Describe all homomorphic images of the dihedral group $D_3$ of order 6

Question

I saw a solution for $D_4$ where they just found all the normal subgroups and found the quotient groups. Is that sufficient here? How do I even do that? I know that one of them is the kernel of $D_3$, which is just all of the symmetries

Answer 1

Is that sufficient here?

Yes, this is the content of the first isomorphism theorem.

How do I even do that?

I think $D_3$ is small enough to do by hand (listing out subgroups and finding the normal ones, as suggested in the comments).

---

You did not list the elements of $D_3$ correctly if you are writing in terms of generators. (Part of it is my fault, I wrote the presentation of $D_4$ rather than $D_3$ in the comments.) Moreover, you have subgroups of size $4$, which does not divide $|D_3|=6$.
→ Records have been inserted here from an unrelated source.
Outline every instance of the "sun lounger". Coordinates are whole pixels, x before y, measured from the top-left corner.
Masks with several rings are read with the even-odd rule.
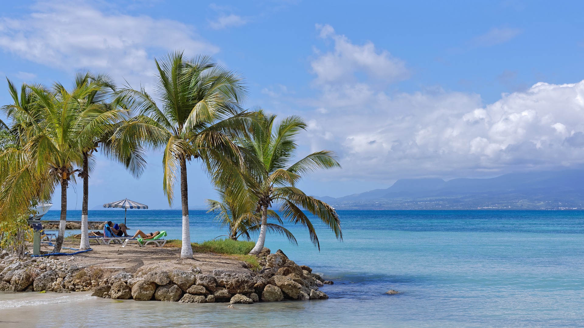
[[[162,237],[166,236],[166,232],[164,230],[161,231],[160,233],[157,235],[154,238],[148,239],[144,238],[128,238],[124,242],[121,247],[126,247],[129,243],[135,242],[140,247],[144,247],[149,243],[155,244],[158,247],[162,247],[166,243],[166,239],[162,239]]]
[[[103,237],[95,237],[92,238],[89,236],[89,240],[91,241],[92,239],[98,242],[98,243],[102,245],[109,245],[113,242],[114,244],[121,244],[123,243],[126,240],[128,239],[131,239],[131,237],[119,237],[113,234],[113,232],[112,231],[112,228],[107,225],[107,223],[105,223],[103,226]]]

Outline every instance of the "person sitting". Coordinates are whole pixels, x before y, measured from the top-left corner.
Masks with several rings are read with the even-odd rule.
[[[110,228],[112,229],[112,232],[113,232],[114,235],[117,237],[128,237],[130,235],[128,235],[127,229],[128,227],[126,226],[124,224],[113,224],[112,221],[107,221],[107,225],[110,226]]]
[[[135,238],[136,237],[140,236],[140,238],[143,239],[151,239],[158,236],[159,233],[160,233],[160,231],[155,231],[150,233],[144,233],[141,230],[138,230],[138,231],[136,231],[136,234],[134,235],[132,238]]]

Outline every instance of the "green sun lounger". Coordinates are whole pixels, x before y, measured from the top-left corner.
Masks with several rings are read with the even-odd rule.
[[[166,236],[166,231],[161,230],[160,231],[160,233],[158,233],[154,238],[150,239],[144,238],[128,238],[124,241],[124,244],[121,245],[121,247],[126,247],[126,245],[131,242],[135,242],[140,247],[144,247],[150,243],[156,244],[156,246],[158,247],[162,247],[164,246],[164,244],[166,243],[166,240],[162,239],[161,238],[162,237],[165,237]]]

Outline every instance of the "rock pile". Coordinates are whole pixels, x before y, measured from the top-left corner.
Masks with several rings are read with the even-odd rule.
[[[266,250],[267,250],[267,251]],[[0,254],[0,291],[93,291],[93,295],[114,299],[162,301],[182,303],[251,304],[283,299],[325,299],[318,288],[325,282],[305,266],[298,266],[278,250],[265,249],[265,268],[258,273],[198,268],[125,272],[109,275],[101,268],[75,265],[72,259],[37,257],[24,261]],[[109,276],[108,276],[109,275]]]

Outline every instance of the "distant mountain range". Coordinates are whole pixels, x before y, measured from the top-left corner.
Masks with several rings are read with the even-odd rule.
[[[387,189],[317,198],[338,210],[584,210],[584,170],[401,179]]]

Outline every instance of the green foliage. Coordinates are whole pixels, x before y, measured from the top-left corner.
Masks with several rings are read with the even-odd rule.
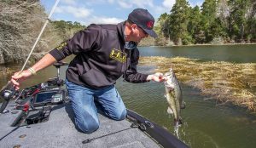
[[[158,33],[175,44],[256,42],[255,0],[205,0],[191,8],[176,0],[171,13],[163,14]]]
[[[85,28],[85,26],[82,26],[77,21],[73,23],[72,21],[55,20],[51,21],[51,24],[63,40],[72,37],[78,31]]]

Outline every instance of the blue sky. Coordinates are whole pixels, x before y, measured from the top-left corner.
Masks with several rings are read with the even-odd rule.
[[[202,4],[204,0],[189,0],[190,6]],[[55,0],[40,0],[48,14]],[[116,24],[127,19],[134,9],[147,9],[155,20],[170,13],[175,0],[61,0],[51,19],[90,23]]]

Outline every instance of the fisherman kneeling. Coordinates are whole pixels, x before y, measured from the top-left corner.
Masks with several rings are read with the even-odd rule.
[[[153,31],[154,19],[146,9],[136,9],[118,25],[90,25],[51,50],[38,63],[11,79],[15,88],[37,71],[68,55],[76,57],[67,70],[66,85],[75,114],[75,124],[84,133],[99,128],[97,107],[114,120],[123,120],[126,109],[114,84],[121,76],[130,83],[162,82],[160,75],[137,71],[137,43]],[[17,82],[19,80],[19,82]],[[98,105],[96,105],[96,103]]]

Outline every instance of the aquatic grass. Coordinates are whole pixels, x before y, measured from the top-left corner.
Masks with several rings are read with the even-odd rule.
[[[141,65],[154,65],[157,72],[172,67],[182,83],[199,88],[221,104],[231,102],[256,112],[256,63],[202,62],[184,57],[141,57]]]

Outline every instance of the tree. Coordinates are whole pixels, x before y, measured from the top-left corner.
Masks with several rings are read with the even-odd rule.
[[[186,0],[177,0],[166,20],[170,39],[177,45],[189,44],[191,42],[191,37],[187,31],[189,7],[189,3]]]

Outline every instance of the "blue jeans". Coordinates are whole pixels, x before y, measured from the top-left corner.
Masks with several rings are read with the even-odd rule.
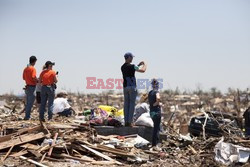
[[[156,146],[160,141],[161,112],[150,111],[150,116],[154,122],[152,146]]]
[[[35,101],[35,86],[27,86],[25,90],[26,94],[26,106],[25,106],[25,117],[24,119],[30,119],[30,112]]]
[[[52,119],[53,102],[55,98],[55,89],[53,87],[42,86],[41,90],[41,105],[39,119],[44,120],[44,113],[48,101],[48,119]]]
[[[124,121],[125,125],[131,124],[133,121],[135,111],[135,100],[137,96],[137,89],[134,86],[123,88],[124,93]]]
[[[250,136],[250,127],[245,127],[245,135],[246,135],[247,137]]]

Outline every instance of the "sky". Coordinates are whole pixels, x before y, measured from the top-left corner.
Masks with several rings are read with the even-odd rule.
[[[0,0],[0,94],[22,94],[35,55],[59,71],[58,90],[91,93],[86,77],[122,78],[124,54],[146,61],[137,78],[163,89],[250,87],[249,0]]]

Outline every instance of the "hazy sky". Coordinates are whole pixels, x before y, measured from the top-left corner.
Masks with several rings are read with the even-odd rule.
[[[250,87],[249,0],[0,0],[0,94],[22,93],[31,55],[56,62],[60,89],[121,78],[123,55],[148,62],[137,78],[164,88]]]

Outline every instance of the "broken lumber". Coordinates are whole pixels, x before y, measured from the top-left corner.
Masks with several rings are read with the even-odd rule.
[[[92,148],[89,148],[89,147],[86,146],[86,145],[82,145],[82,144],[81,144],[80,146],[83,147],[83,148],[85,148],[86,150],[92,152],[93,154],[95,154],[95,155],[97,155],[97,156],[103,158],[103,159],[106,159],[106,160],[111,161],[111,162],[115,162],[117,165],[122,165],[121,162],[116,161],[115,159],[112,159],[112,158],[110,158],[109,156],[100,153],[99,151],[96,151],[96,150],[94,150],[94,149],[92,149]]]
[[[24,143],[28,143],[30,141],[34,141],[34,140],[38,140],[41,138],[44,138],[45,135],[43,132],[37,133],[37,134],[25,134],[25,135],[21,135],[18,136],[15,139],[12,140],[8,140],[5,142],[0,143],[0,150],[12,147],[12,146],[16,146],[16,145],[20,145],[20,144],[24,144]]]
[[[57,136],[58,136],[58,133],[55,133],[55,136],[54,136],[54,139],[53,139],[53,142],[52,142],[52,145],[51,145],[52,147],[49,149],[48,156],[51,156],[51,153],[53,151],[54,145],[56,143]]]
[[[26,157],[24,157],[24,156],[20,156],[20,158],[23,159],[23,160],[26,160],[26,161],[28,161],[28,162],[30,162],[30,163],[32,163],[32,164],[35,164],[35,165],[37,165],[37,166],[40,166],[40,167],[47,167],[46,165],[43,165],[43,164],[41,164],[41,163],[39,163],[39,162],[36,162],[36,161],[34,161],[34,160],[32,160],[32,159],[29,159],[29,158],[26,158]]]

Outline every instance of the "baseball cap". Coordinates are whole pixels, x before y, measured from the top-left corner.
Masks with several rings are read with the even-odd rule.
[[[30,63],[37,61],[36,56],[30,56]]]
[[[135,56],[132,53],[127,52],[127,53],[125,53],[124,57],[125,57],[125,59],[127,59],[129,57],[135,57]]]
[[[45,63],[45,66],[48,67],[49,65],[52,65],[52,66],[53,66],[53,65],[55,65],[55,63],[54,63],[54,62],[52,63],[51,61],[47,61],[47,62]]]

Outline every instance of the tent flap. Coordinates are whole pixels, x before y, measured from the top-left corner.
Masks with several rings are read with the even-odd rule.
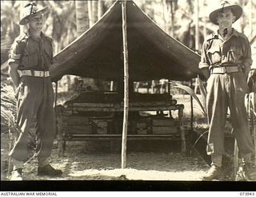
[[[159,28],[133,2],[127,2],[129,76],[131,81],[189,81],[200,57]],[[94,26],[54,56],[54,81],[72,74],[122,81],[122,7],[117,1]]]

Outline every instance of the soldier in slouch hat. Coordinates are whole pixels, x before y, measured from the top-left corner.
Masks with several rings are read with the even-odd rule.
[[[224,128],[228,108],[246,176],[251,179],[256,173],[253,164],[254,148],[244,102],[249,89],[247,76],[255,78],[255,69],[250,68],[252,58],[248,38],[232,28],[242,14],[240,6],[225,1],[209,16],[218,30],[205,39],[199,63],[199,68],[210,76],[206,97],[210,124],[206,151],[211,156],[212,164],[202,177],[205,180],[223,178]]]
[[[10,180],[22,179],[23,163],[30,159],[28,137],[34,118],[38,139],[38,175],[58,176],[62,173],[49,164],[55,137],[55,118],[54,95],[49,73],[53,63],[52,40],[42,32],[46,9],[38,9],[35,2],[26,5],[19,24],[28,25],[29,29],[15,39],[10,52],[10,76],[17,87],[17,124],[20,129],[10,152],[14,160]]]

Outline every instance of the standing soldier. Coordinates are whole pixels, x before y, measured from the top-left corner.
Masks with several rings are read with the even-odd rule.
[[[212,165],[202,177],[205,180],[223,178],[224,127],[227,108],[230,110],[234,133],[239,152],[244,160],[243,169],[248,179],[253,179],[256,169],[253,164],[254,144],[250,132],[245,95],[248,93],[246,77],[252,64],[248,38],[232,28],[242,14],[238,5],[225,1],[210,14],[210,20],[218,30],[208,36],[203,44],[199,68],[208,73],[207,113],[210,124],[207,154]]]
[[[14,160],[11,180],[22,179],[23,163],[29,159],[28,135],[34,117],[38,139],[38,175],[58,176],[62,173],[49,164],[55,136],[55,119],[49,73],[53,61],[52,40],[42,32],[46,8],[38,9],[35,2],[25,6],[19,24],[28,24],[29,30],[15,39],[10,49],[10,76],[18,87],[17,124],[21,131],[10,152]]]

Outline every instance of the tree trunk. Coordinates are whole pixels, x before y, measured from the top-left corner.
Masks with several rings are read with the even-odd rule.
[[[75,1],[75,13],[77,22],[77,37],[89,29],[88,9],[86,1]]]
[[[29,3],[30,1],[21,1],[20,2],[20,14],[19,14],[19,17],[20,19],[22,19],[22,10],[25,7],[25,6]],[[27,30],[26,26],[19,26],[19,31],[20,33],[25,32]]]
[[[124,60],[124,109],[122,136],[122,168],[126,167],[126,142],[129,112],[129,68],[128,68],[128,46],[127,46],[127,24],[126,24],[126,0],[122,2],[122,44]]]
[[[98,1],[98,20],[101,18],[101,17],[104,14],[103,10],[104,2],[102,0]]]

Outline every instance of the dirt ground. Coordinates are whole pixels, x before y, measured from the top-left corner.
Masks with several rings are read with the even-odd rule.
[[[182,155],[178,143],[170,144],[128,143],[128,147],[134,148],[127,151],[127,166],[124,169],[121,168],[121,149],[117,143],[111,145],[110,142],[101,142],[97,145],[91,142],[67,142],[64,156],[60,158],[55,144],[51,164],[62,170],[63,175],[54,179],[37,176],[37,160],[34,158],[24,166],[24,179],[200,180],[200,176],[209,167],[200,155],[195,150]],[[2,179],[3,176],[2,174]]]

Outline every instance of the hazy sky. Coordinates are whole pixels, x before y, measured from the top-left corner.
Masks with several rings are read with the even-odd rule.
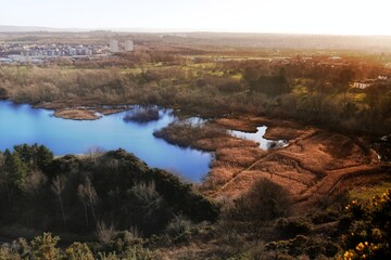
[[[391,35],[389,0],[0,0],[0,25]]]

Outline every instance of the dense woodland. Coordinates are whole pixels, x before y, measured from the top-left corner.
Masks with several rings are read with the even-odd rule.
[[[267,179],[216,205],[125,151],[53,158],[37,144],[0,154],[0,184],[1,233],[29,237],[1,246],[1,259],[163,259],[212,240],[210,259],[391,256],[390,191],[351,204],[339,194],[325,211],[290,217],[289,191]]]
[[[354,132],[390,132],[389,80],[353,87],[391,75],[380,57],[247,54],[143,50],[101,61],[60,58],[47,67],[1,66],[0,94],[31,104],[157,104],[203,117],[252,113]]]

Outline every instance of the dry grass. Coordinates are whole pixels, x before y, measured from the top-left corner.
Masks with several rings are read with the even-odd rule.
[[[249,130],[265,119],[240,117],[218,119],[219,126]],[[245,122],[247,121],[247,122]],[[243,127],[240,127],[241,125]],[[289,146],[262,152],[242,141],[202,139],[198,142],[216,150],[203,191],[213,197],[237,197],[261,178],[289,188],[302,213],[329,196],[345,178],[368,176],[379,169],[374,153],[357,139],[340,133],[303,128],[289,121],[273,121],[268,138],[288,139]]]
[[[54,116],[73,120],[96,120],[101,118],[96,112],[89,109],[62,109],[55,110]]]

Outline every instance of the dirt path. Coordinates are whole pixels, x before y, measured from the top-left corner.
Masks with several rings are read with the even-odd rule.
[[[288,146],[258,155],[250,165],[227,174],[229,178],[209,195],[235,197],[254,181],[270,178],[291,192],[294,208],[300,213],[330,196],[348,178],[370,178],[384,167],[391,169],[380,164],[376,154],[356,136],[316,128],[297,130],[300,134],[290,140]],[[277,132],[283,132],[283,128]]]

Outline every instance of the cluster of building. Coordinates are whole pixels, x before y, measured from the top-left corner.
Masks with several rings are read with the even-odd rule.
[[[104,56],[119,52],[117,40],[110,40],[110,44],[66,44],[66,43],[8,43],[0,41],[0,63],[35,63],[42,64],[56,57],[91,57]],[[126,40],[124,50],[134,50],[131,40]]]
[[[375,79],[365,79],[362,81],[355,81],[355,82],[353,82],[353,88],[367,89],[371,86],[386,86],[386,84],[389,84],[390,81],[391,81],[390,78],[388,78],[387,76],[380,75]]]
[[[133,40],[126,40],[126,41],[124,42],[123,50],[124,50],[125,52],[131,52],[131,51],[134,51]],[[111,39],[111,40],[110,40],[110,52],[116,53],[116,52],[119,52],[119,51],[121,51],[121,49],[119,49],[119,41],[116,40],[116,39]]]

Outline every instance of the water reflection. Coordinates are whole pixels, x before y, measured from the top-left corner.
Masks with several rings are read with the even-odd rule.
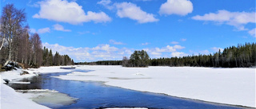
[[[18,90],[55,90],[59,92],[67,94],[74,98],[78,99],[76,103],[68,106],[52,107],[46,105],[47,107],[51,108],[240,108],[239,107],[210,103],[197,100],[180,99],[160,94],[141,92],[115,87],[109,87],[102,85],[101,83],[63,80],[50,77],[58,76],[59,75],[66,75],[68,73],[70,72],[45,74],[38,77],[22,80],[22,81],[31,82],[30,84],[10,84],[10,86],[14,89]]]

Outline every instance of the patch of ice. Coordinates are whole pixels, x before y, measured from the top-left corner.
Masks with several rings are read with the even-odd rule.
[[[54,107],[63,105],[70,105],[78,99],[72,98],[66,94],[52,90],[18,90],[17,91],[22,92],[23,96],[30,99],[39,104]]]
[[[29,84],[30,82],[20,82],[20,81],[10,81],[9,84]]]

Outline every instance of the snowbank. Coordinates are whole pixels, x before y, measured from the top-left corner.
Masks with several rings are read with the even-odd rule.
[[[50,106],[50,107],[70,105],[78,99],[66,94],[48,89],[18,90],[17,91],[22,92],[22,95],[25,98],[32,99],[39,104]]]
[[[31,68],[24,70],[29,74],[21,76],[22,69],[17,68],[8,72],[0,72],[0,100],[2,109],[48,109],[45,106],[39,105],[31,99],[25,98],[22,94],[16,92],[9,86],[4,84],[3,80],[10,80],[10,84],[30,84],[30,82],[18,82],[23,78],[30,78],[38,76],[40,73],[65,72],[70,70],[60,69],[60,67],[42,67],[40,68]],[[60,96],[60,95],[58,95]]]
[[[141,91],[256,107],[255,68],[83,66],[76,69],[93,71],[58,78],[102,81]]]
[[[39,105],[30,99],[22,97],[14,89],[0,84],[1,86],[1,108],[2,109],[49,109]]]

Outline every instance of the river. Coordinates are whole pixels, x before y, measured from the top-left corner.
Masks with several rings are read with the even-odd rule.
[[[76,70],[74,70],[76,71]],[[78,71],[76,71],[78,72]],[[79,71],[86,73],[90,71]],[[98,82],[63,80],[52,76],[66,75],[70,72],[48,73],[21,81],[29,84],[9,84],[15,90],[50,89],[77,98],[70,105],[46,105],[56,109],[90,109],[105,107],[147,107],[147,108],[242,108],[230,105],[181,99],[162,94],[142,92],[121,88],[104,85]]]

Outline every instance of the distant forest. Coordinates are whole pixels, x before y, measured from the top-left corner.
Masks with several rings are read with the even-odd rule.
[[[30,33],[25,10],[18,10],[14,4],[2,9],[0,19],[0,68],[10,61],[22,64],[24,68],[70,65],[73,60],[44,48],[38,33]]]
[[[129,60],[129,59],[128,59]],[[123,60],[102,60],[81,62],[76,64],[122,65]],[[149,66],[191,66],[214,68],[249,68],[256,66],[255,43],[239,44],[225,48],[223,51],[208,55],[198,54],[182,57],[149,59]]]

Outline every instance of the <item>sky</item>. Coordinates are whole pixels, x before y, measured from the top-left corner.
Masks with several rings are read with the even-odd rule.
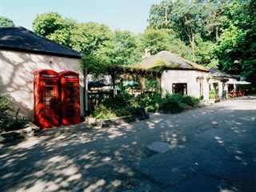
[[[103,23],[115,30],[143,33],[153,4],[162,0],[0,0],[0,15],[32,30],[38,14],[57,12],[78,22]]]

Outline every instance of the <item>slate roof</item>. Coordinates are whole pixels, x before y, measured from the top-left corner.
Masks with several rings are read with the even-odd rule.
[[[146,58],[135,66],[145,70],[166,69],[209,71],[206,67],[169,51],[161,51],[155,55]]]
[[[81,58],[82,54],[22,27],[0,28],[0,49]]]

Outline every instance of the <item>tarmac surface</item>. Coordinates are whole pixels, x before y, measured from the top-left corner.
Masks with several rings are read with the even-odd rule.
[[[256,191],[256,97],[0,146],[0,191]]]

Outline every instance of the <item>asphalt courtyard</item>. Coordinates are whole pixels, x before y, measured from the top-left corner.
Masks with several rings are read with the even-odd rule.
[[[0,191],[256,191],[256,97],[0,146]]]

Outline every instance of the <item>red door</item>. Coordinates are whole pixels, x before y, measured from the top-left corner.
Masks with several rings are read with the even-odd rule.
[[[60,126],[58,73],[41,70],[34,73],[34,122],[42,129]]]
[[[80,116],[79,74],[70,70],[58,74],[61,84],[62,125],[78,124]]]

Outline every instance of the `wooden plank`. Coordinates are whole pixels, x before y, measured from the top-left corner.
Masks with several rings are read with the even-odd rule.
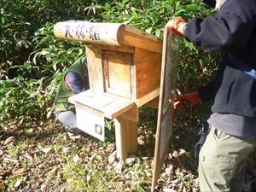
[[[159,88],[161,59],[160,54],[136,48],[134,61],[137,74],[137,98],[141,98]]]
[[[122,23],[94,23],[84,20],[58,22],[54,26],[55,36],[70,41],[119,46],[123,40]]]
[[[137,123],[122,117],[114,119],[117,158],[125,161],[129,154],[137,149]]]
[[[86,46],[90,89],[104,91],[102,50],[93,46]]]
[[[154,100],[159,96],[160,88],[155,89],[154,90],[148,93],[147,95],[142,96],[141,98],[137,99],[136,104],[137,107],[141,107],[148,102]]]
[[[102,60],[105,91],[131,99],[130,54],[102,50]]]
[[[156,36],[131,26],[125,26],[123,44],[127,44],[153,52],[162,52],[162,40]]]
[[[125,161],[129,154],[128,119],[121,117],[114,119],[115,143],[117,158]]]
[[[178,44],[179,40],[175,33],[172,31],[168,32],[167,27],[165,27],[152,192],[154,191],[166,155],[169,150],[172,131],[173,110],[170,107],[169,99],[174,96],[176,90]]]
[[[126,45],[131,45],[133,47],[141,48],[143,49],[150,50],[152,52],[161,53],[162,44],[159,43],[155,43],[151,40],[144,40],[140,38],[140,37],[136,36],[132,33],[124,34],[124,41],[123,44]]]
[[[152,35],[148,32],[143,32],[138,28],[136,28],[134,26],[129,26],[129,25],[125,25],[125,32],[128,32],[130,33],[133,33],[135,35],[140,36],[141,38],[143,39],[148,39],[148,40],[152,40],[154,41],[158,44],[163,44],[163,39],[161,39],[160,38],[158,38],[154,35]]]
[[[129,132],[129,154],[135,153],[137,149],[137,125],[136,122],[128,120]]]
[[[138,122],[139,108],[135,105],[135,107],[133,107],[131,109],[121,114],[121,117],[136,123]]]
[[[91,90],[70,96],[68,101],[73,103],[80,103],[84,106],[85,109],[89,108],[99,111],[108,119],[119,116],[136,106],[130,99],[109,93],[95,92]]]
[[[86,44],[86,47],[95,48],[102,50],[113,50],[123,53],[134,53],[134,47],[125,45],[122,46],[113,46],[108,44]]]
[[[113,119],[125,113],[135,107],[135,103],[131,100],[119,98],[113,102],[104,106],[100,109],[104,113],[104,116],[108,119]]]

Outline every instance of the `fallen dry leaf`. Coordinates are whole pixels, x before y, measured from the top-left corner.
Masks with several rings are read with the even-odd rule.
[[[3,145],[9,144],[9,143],[13,142],[15,139],[15,137],[13,137],[13,136],[8,137],[8,138],[4,141]]]
[[[12,172],[12,173],[13,173],[13,175],[20,175],[20,174],[21,174],[23,172],[26,172],[27,171],[28,171],[27,168],[20,168],[20,169],[14,170]]]

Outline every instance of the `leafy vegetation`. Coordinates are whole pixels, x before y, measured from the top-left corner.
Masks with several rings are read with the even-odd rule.
[[[136,158],[132,166],[109,165],[113,143],[90,137],[70,141],[55,120],[52,102],[62,74],[84,55],[82,43],[54,36],[55,23],[67,20],[129,22],[162,38],[165,24],[173,16],[189,20],[213,13],[200,0],[1,1],[0,191],[144,191],[150,186],[155,111],[141,109],[137,153],[144,158]],[[182,39],[180,55],[182,92],[207,83],[219,58],[185,39]],[[169,173],[162,178],[164,182],[179,178],[171,183],[174,189],[196,191],[196,166],[189,152],[195,138],[188,135],[196,135],[193,129],[208,115],[207,106],[195,108],[189,113],[177,117],[175,125],[183,131],[174,130],[173,151],[167,158],[175,168],[166,167]],[[189,169],[183,170],[186,167],[181,163]]]

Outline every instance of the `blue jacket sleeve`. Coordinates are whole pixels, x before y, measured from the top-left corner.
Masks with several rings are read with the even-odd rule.
[[[71,90],[75,94],[85,90],[82,78],[75,72],[67,72],[65,76],[65,81],[70,85]]]
[[[216,15],[192,18],[184,36],[203,49],[237,52],[246,48],[255,22],[256,1],[227,0]]]

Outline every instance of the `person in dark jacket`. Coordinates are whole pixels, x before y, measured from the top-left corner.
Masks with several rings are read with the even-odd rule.
[[[213,99],[210,132],[199,154],[200,189],[240,192],[256,145],[256,1],[217,0],[216,9],[214,16],[188,22],[176,17],[167,24],[196,46],[224,54],[216,78],[177,96],[173,107],[183,108],[183,99],[191,106]]]
[[[65,73],[54,102],[55,117],[64,125],[71,138],[82,134],[77,128],[75,106],[68,97],[89,89],[86,57],[75,61]]]

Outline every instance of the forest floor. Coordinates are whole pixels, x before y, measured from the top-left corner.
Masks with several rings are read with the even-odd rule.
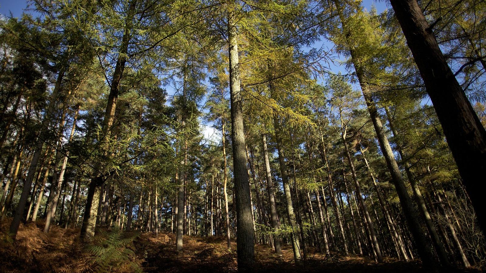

If you use the presentation $\langle r,s \mid r^3=s^2=(sr)^2=e \rangle$, then the elements can be listed as $\{e, r, r^2, s, sr, sr^2\}$. The subgroups are $\{e\}$, $\{e, s\}$, $\{e, sr\}$, $\{e, sr^2\}$, $\{e, s, s^2\}$, and $D_3$. You can check that only $\{e\}$, $\{e, s, s^2\}$, and $D_3$ are normal.

If you want to use the notation given in your link, then the subgroups are $\{id\}$, $\{id, m_1\}$, $\{id, m_2\}$, $\{id, m_3\}$, $\{id, r_1, r_2\}$, and $D_3$. Only $\{id\}$, $\{id, r_1, r_2\}$, and $D_3$ are normal.